Now, the prophet  Elisha  turns to the widow and says, “Go borrow as many empty containers as possible!”

Empty and borrowed vessels serve as a metaphor for uninspired robot-like positive Mitzvot and actions that are empty of passion and enthusiasm, actions which we could never call “our own” since our heart and  soul are not present in these actions.

We are advised to continue to perform G-dly, moral and sacred deeds, many good and G-dly deeds, even if they seem borrowed and empty to us. These good deeds will generate the love and passion that we’ve been longing for.

This is a beautiful metaphor not just in our relationship with G-d, but in our marriage and other interpersonal relationships as well. In life, we often expect that our emotions should fuel our actions. Emotions are a huge part of our life and express our personality, but the Torah is telling us that they shouldn’t be in the driver’s seat to dictate how we act.

Think of two people in struggling with an empty marriage (obviously not referring to an abusive or toxic situation.) As difficult as it can be, rather than to keep waiting for the emotions to kick in, take the initiative to act lovingly, though you may feel that your spouse is a burden. Fill your life with thousands of empty vessels, with numerous acts of “borrowed love” in which your own heart is not present. Whether it’s expressed through roses, washing the dishes, putting the kids to sleep, arranging a “date night” or writing a card, these “empty” acts can and will jumpstart the passion.

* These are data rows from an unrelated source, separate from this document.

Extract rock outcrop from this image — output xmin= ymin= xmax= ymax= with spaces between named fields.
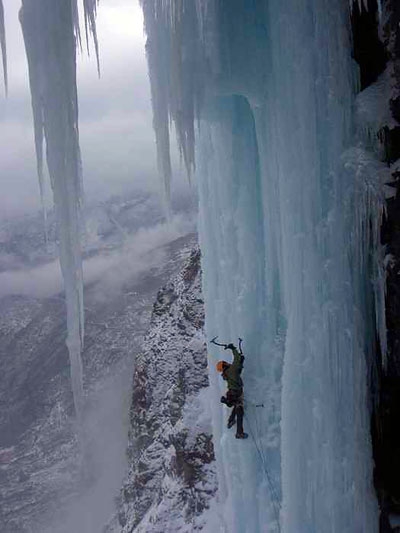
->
xmin=108 ymin=249 xmax=216 ymax=533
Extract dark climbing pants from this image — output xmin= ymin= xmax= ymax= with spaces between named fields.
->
xmin=228 ymin=404 xmax=244 ymax=433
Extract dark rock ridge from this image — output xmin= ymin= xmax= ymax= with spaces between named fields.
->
xmin=107 ymin=249 xmax=216 ymax=533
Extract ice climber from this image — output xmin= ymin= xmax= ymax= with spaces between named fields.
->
xmin=213 ymin=339 xmax=248 ymax=439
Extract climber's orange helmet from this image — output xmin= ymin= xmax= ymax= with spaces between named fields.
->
xmin=216 ymin=361 xmax=229 ymax=372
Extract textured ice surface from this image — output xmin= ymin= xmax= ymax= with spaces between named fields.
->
xmin=142 ymin=0 xmax=385 ymax=533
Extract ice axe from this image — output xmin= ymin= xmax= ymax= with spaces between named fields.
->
xmin=210 ymin=335 xmax=243 ymax=354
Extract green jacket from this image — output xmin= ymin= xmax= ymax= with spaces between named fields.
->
xmin=222 ymin=348 xmax=244 ymax=391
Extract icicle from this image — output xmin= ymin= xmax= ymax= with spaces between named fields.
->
xmin=141 ymin=0 xmax=204 ymax=201
xmin=0 ymin=0 xmax=8 ymax=95
xmin=83 ymin=0 xmax=100 ymax=77
xmin=20 ymin=0 xmax=84 ymax=421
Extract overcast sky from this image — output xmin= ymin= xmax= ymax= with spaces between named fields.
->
xmin=0 ymin=0 xmax=185 ymax=219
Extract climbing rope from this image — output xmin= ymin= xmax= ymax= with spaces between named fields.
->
xmin=244 ymin=415 xmax=281 ymax=533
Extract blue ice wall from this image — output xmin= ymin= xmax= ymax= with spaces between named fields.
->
xmin=143 ymin=0 xmax=384 ymax=533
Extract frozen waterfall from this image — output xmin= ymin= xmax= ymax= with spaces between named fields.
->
xmin=142 ymin=0 xmax=385 ymax=533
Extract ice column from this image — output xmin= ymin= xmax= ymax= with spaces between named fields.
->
xmin=142 ymin=0 xmax=381 ymax=533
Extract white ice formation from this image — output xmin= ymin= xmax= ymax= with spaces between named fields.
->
xmin=142 ymin=0 xmax=385 ymax=533
xmin=20 ymin=0 xmax=98 ymax=420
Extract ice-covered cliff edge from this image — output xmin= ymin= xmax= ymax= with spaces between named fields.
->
xmin=107 ymin=249 xmax=216 ymax=533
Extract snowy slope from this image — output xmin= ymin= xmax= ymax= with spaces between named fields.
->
xmin=0 ymin=197 xmax=196 ymax=533
xmin=108 ymin=249 xmax=220 ymax=533
xmin=142 ymin=0 xmax=387 ymax=533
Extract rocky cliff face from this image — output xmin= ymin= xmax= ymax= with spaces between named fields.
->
xmin=0 ymin=192 xmax=196 ymax=533
xmin=108 ymin=249 xmax=217 ymax=533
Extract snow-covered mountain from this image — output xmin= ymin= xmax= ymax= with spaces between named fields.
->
xmin=0 ymin=194 xmax=202 ymax=533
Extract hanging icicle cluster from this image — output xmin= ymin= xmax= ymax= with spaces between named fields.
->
xmin=20 ymin=0 xmax=98 ymax=420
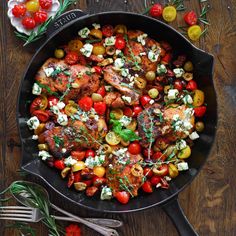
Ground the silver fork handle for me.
[52,215,123,228]
[51,204,119,236]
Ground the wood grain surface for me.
[0,0,236,236]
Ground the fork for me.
[0,206,119,236]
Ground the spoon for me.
[10,181,123,236]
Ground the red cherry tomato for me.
[12,3,26,17]
[194,106,206,117]
[85,149,95,158]
[97,85,106,97]
[32,110,49,122]
[48,96,59,107]
[140,95,151,107]
[128,142,141,155]
[78,96,93,111]
[123,107,133,117]
[21,16,36,29]
[143,167,153,178]
[186,80,197,91]
[174,79,183,91]
[102,25,114,37]
[142,180,153,193]
[150,175,161,186]
[39,0,52,10]
[149,3,163,17]
[133,105,143,117]
[115,191,130,204]
[54,160,66,170]
[94,102,107,115]
[70,151,85,161]
[115,37,126,50]
[34,10,48,24]
[184,11,197,25]
[65,52,79,65]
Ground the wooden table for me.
[0,0,236,236]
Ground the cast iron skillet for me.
[17,10,217,236]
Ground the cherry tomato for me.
[123,107,133,117]
[194,106,206,117]
[184,11,197,25]
[133,105,143,117]
[187,25,202,41]
[30,96,48,114]
[140,95,152,107]
[12,3,26,17]
[115,37,126,50]
[149,3,163,17]
[78,96,93,111]
[54,160,66,170]
[174,79,183,91]
[143,167,153,178]
[128,142,141,155]
[186,80,197,91]
[142,180,153,193]
[162,6,177,22]
[150,175,161,186]
[34,10,48,24]
[48,96,59,107]
[70,151,85,161]
[39,0,52,10]
[115,191,130,204]
[94,102,107,115]
[85,149,95,158]
[21,16,36,29]
[32,110,49,122]
[65,52,79,65]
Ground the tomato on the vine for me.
[12,3,26,17]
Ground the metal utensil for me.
[11,181,119,236]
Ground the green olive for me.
[195,121,204,132]
[184,61,193,72]
[145,70,156,81]
[148,88,159,98]
[54,49,65,59]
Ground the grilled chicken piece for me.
[103,66,141,105]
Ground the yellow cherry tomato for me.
[93,166,106,177]
[188,25,202,41]
[105,131,121,146]
[162,6,177,22]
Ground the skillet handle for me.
[47,9,87,37]
[161,198,198,236]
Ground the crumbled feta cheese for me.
[119,116,132,126]
[32,135,39,140]
[182,94,193,104]
[64,156,77,166]
[80,43,93,57]
[32,83,42,95]
[177,162,188,171]
[78,27,90,39]
[92,23,101,29]
[57,113,68,126]
[175,139,187,150]
[43,67,54,77]
[167,89,179,99]
[173,68,184,78]
[38,150,51,161]
[189,131,199,140]
[137,34,148,46]
[121,95,131,104]
[114,58,125,68]
[104,36,116,46]
[27,116,40,130]
[100,186,112,200]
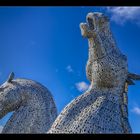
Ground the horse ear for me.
[7,72,15,83]
[128,73,140,80]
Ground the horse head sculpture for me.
[0,72,57,133]
[48,12,140,133]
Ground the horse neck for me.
[3,84,56,133]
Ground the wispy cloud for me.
[131,107,140,115]
[66,65,74,72]
[0,125,3,133]
[107,7,140,25]
[75,81,89,91]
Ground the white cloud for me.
[66,65,73,72]
[107,7,140,25]
[0,125,3,133]
[131,107,140,115]
[75,81,89,91]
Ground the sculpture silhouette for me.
[48,12,140,133]
[0,73,57,133]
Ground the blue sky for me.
[0,6,140,133]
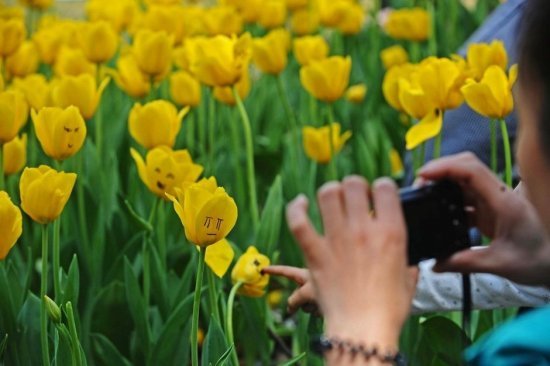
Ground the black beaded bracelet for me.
[311,335,407,366]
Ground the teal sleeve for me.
[465,307,550,366]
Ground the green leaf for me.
[202,318,227,366]
[124,258,151,354]
[214,345,233,366]
[91,333,132,366]
[420,316,471,366]
[149,293,194,365]
[61,255,80,307]
[256,175,284,257]
[279,352,307,366]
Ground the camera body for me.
[399,180,471,265]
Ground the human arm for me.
[287,177,416,365]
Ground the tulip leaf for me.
[149,293,194,365]
[91,333,131,366]
[61,254,80,307]
[202,318,227,366]
[124,258,151,354]
[214,345,233,366]
[256,175,284,257]
[279,352,307,366]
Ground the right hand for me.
[419,153,550,285]
[264,266,321,315]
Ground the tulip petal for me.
[405,110,443,150]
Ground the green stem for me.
[206,271,220,324]
[65,301,82,365]
[500,119,512,187]
[275,75,300,187]
[233,86,260,232]
[208,91,216,175]
[225,281,243,366]
[191,247,206,366]
[489,119,498,174]
[40,225,50,366]
[0,144,6,191]
[327,104,338,180]
[53,217,61,303]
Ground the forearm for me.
[412,261,550,314]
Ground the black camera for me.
[399,180,470,265]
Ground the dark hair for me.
[518,0,550,163]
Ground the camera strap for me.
[462,273,472,340]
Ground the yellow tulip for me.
[168,178,238,247]
[190,33,251,86]
[31,106,86,160]
[0,191,23,260]
[0,19,26,58]
[19,0,53,10]
[2,133,27,175]
[205,239,235,278]
[300,56,351,103]
[112,54,151,98]
[52,74,111,120]
[202,6,243,36]
[6,41,40,77]
[466,40,508,81]
[128,100,189,149]
[214,70,250,106]
[290,8,320,36]
[384,8,430,41]
[0,90,29,145]
[32,27,64,65]
[346,84,367,104]
[302,123,351,164]
[286,0,309,11]
[19,165,76,224]
[130,146,203,200]
[390,149,405,177]
[86,0,138,32]
[133,29,174,77]
[79,20,118,64]
[258,0,286,29]
[380,45,409,70]
[252,28,290,75]
[294,36,329,66]
[170,71,201,107]
[54,47,97,77]
[382,63,418,112]
[13,74,50,110]
[461,65,518,118]
[231,246,270,297]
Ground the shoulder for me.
[465,307,550,366]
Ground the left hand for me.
[287,176,417,349]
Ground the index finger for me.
[263,266,308,286]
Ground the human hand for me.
[419,153,550,285]
[287,177,417,348]
[264,266,321,315]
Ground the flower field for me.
[0,0,517,366]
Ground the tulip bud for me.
[168,177,237,247]
[128,100,189,149]
[0,191,23,260]
[31,106,86,160]
[302,123,351,164]
[130,146,203,200]
[231,246,270,297]
[19,165,76,224]
[300,56,351,103]
[2,133,27,175]
[43,295,61,324]
[0,90,29,145]
[0,19,26,57]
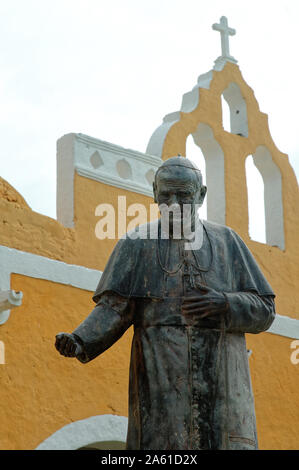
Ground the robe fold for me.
[73,221,275,450]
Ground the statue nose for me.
[169,194,178,205]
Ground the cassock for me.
[73,221,275,450]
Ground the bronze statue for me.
[56,157,275,450]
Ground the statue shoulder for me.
[120,219,159,243]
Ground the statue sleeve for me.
[73,292,134,363]
[224,292,275,333]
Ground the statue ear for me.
[198,185,207,206]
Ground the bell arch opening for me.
[186,123,225,225]
[245,155,266,243]
[247,145,285,250]
[221,82,248,137]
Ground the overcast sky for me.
[0,0,299,241]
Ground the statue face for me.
[153,166,207,235]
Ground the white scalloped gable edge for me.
[35,415,128,450]
[57,134,163,228]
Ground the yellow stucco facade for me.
[0,63,299,449]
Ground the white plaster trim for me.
[146,70,219,158]
[0,246,102,325]
[76,166,153,197]
[0,290,23,325]
[57,134,163,227]
[35,415,128,450]
[0,246,299,339]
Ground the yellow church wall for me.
[0,274,132,449]
[246,333,299,450]
[162,63,299,319]
[0,60,299,449]
[73,175,154,270]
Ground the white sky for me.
[0,0,299,241]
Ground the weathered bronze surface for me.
[55,157,275,450]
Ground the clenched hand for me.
[55,333,83,357]
[182,285,228,320]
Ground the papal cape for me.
[74,222,275,450]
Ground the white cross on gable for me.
[212,16,237,69]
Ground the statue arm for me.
[72,292,133,363]
[224,292,275,333]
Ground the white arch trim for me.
[35,415,128,450]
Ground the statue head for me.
[153,156,207,235]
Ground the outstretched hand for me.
[182,284,228,320]
[55,333,83,357]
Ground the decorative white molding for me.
[0,246,299,339]
[0,246,102,325]
[35,415,128,450]
[57,134,162,227]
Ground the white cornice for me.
[0,246,299,339]
[57,134,162,227]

As for a closed-heart parent attempting to connect to his or her children — approach your children, embrace them and tell them how you much love them. Your heart may be locked, and your emotions stifled — it does not matter. We want empty vessels. As many empty vessels as we can get.

It may not be possible to live a lift of perpetual inner vitality and inspiration; but we can strive to fill our lives with empty vessels, with a schedule saturated with meaningful acts and experiences. Wishing you many joyous returns on your investment!